Trilinos icon indicating copy to clipboard operation
Trilinos copied to clipboard

MueLu: Unit test failures, cuda/10.1.105, UVM disabled / Re-enable no-UVM nightlies

Open ndellingwood opened this issue 2 years ago • 5 comments

Bug Report

@trilinos/muelu

Description

In builds of Trilinos with cuda/10.1.05 and Kokkos_ENABLE_CUDA_UVM=OFF the following MueLu unit tests failed:

   26 - MueLu_GeneralBlockSmoothing_MPI_4 (Failed)
   32 - MueLu_DriverDiagonalModifications_MPI_1 (Failed)
   39 - MueLu_CalcRotations_MPI_1 (Failed)
   40 - MueLu_CalcRotations_MPI_4 (Failed)
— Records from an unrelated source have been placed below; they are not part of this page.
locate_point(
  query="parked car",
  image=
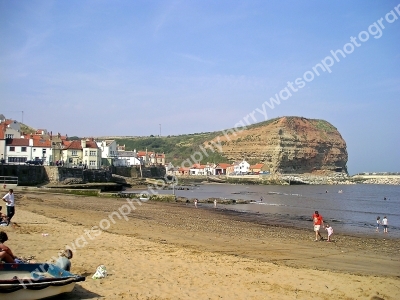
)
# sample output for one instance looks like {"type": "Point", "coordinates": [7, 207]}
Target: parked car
{"type": "Point", "coordinates": [37, 162]}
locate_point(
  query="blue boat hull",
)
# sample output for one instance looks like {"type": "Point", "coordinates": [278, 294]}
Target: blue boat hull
{"type": "Point", "coordinates": [34, 281]}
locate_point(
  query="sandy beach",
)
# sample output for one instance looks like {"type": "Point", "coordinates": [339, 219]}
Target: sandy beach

In the MueLu_GeneralBlockSmoothing_MPI_4 test, this type of error output was emitted:

...
Clearing old data (if any)
Using default factory (SmootherFactory[47] ) for building 'Smoother'.
Level 0
Setup Smoother (MueLu::Ifpack2Smoother{type = SCHWARZ})

p=1: *** Caught standard std::exception of type 'std::runtime_error' :

 Tpetra::Details::WrappedDualView (name = MV::DualView; host use_count = 3; device use_count = 2): Cannot access data on device while a host view is alive

p=2: *** Caught standard std::exception of type 'std::runtime_error' :

 Tpetra::Details::WrappedDualView (name = MV::DualView; host use_count = 3; device use_count = 2): Cannot access data on device while a host view is alive

p=0: *** Caught standard std::exception of type 'std::runtime_error' :

 Tpetra::Details::WrappedDualView (name = MV::DualView; host use_count = 3; device use_count = 2): Cannot access data on device while a host view is alive

p=3: *** Caught standard std::exception of type 'std::runtime_error' :
...

Steps to Reproduce

  1. SHA1: e061ffc182ade4040e0743cd9ff988d9f87ded5b
  2. Configure script: Weaver testbed rhel7W queue
export ATDM_CONFIG_REGISTER_CUSTOM_CONFIG_DIR=${TRILINOS_DIR}/cmake/std/atdm/contributed/weaver
source ${TRILINOS_DIR}/cmake/std/atdm/load-env.sh weaver-cuda-10.1-opt
export ATDM_CONFIG_USE_NINJA=OFF
unset CUDA_LAUNCH_BLOCKING

# Configure
cmake \
 -G"Unix Makefiles" \
 -DTrilinos_CONFIGURE_OPTIONS_FILE:STRING=cmake/std/atdm/ATDMDevEnv.cmake \
 -DCMAKE_INSTALL_PREFIX="${PWD}/install" \
 -DCMAKE_CXX_STANDARD="14" \
 -DCMAKE_CXX_FLAGS="-pedantic -Wall" \
 -DTrilinos_ENABLE_TESTS=OFF \
 -DTrilinos_ENABLE_ALL_PACKAGES=OFF \
 -DKokkos_ENABLE_CUDA_UVM=OFF \
 -DTrilinos_ENABLE_MueLu=ON \
 -DMueLu_ENABLE_TESTS=ON \
 -DTrilinos_ENABLE_Stokhos=ON \
$TRILINOS_DIR

ndellingwood avatar Aug 15 '22 20:08 ndellingwood

@ndellingwood At the moment, the PR tester isn't testing basically anything in the Tpetra stack with UVM disabled. So stuff like this can sneak through unimpeded.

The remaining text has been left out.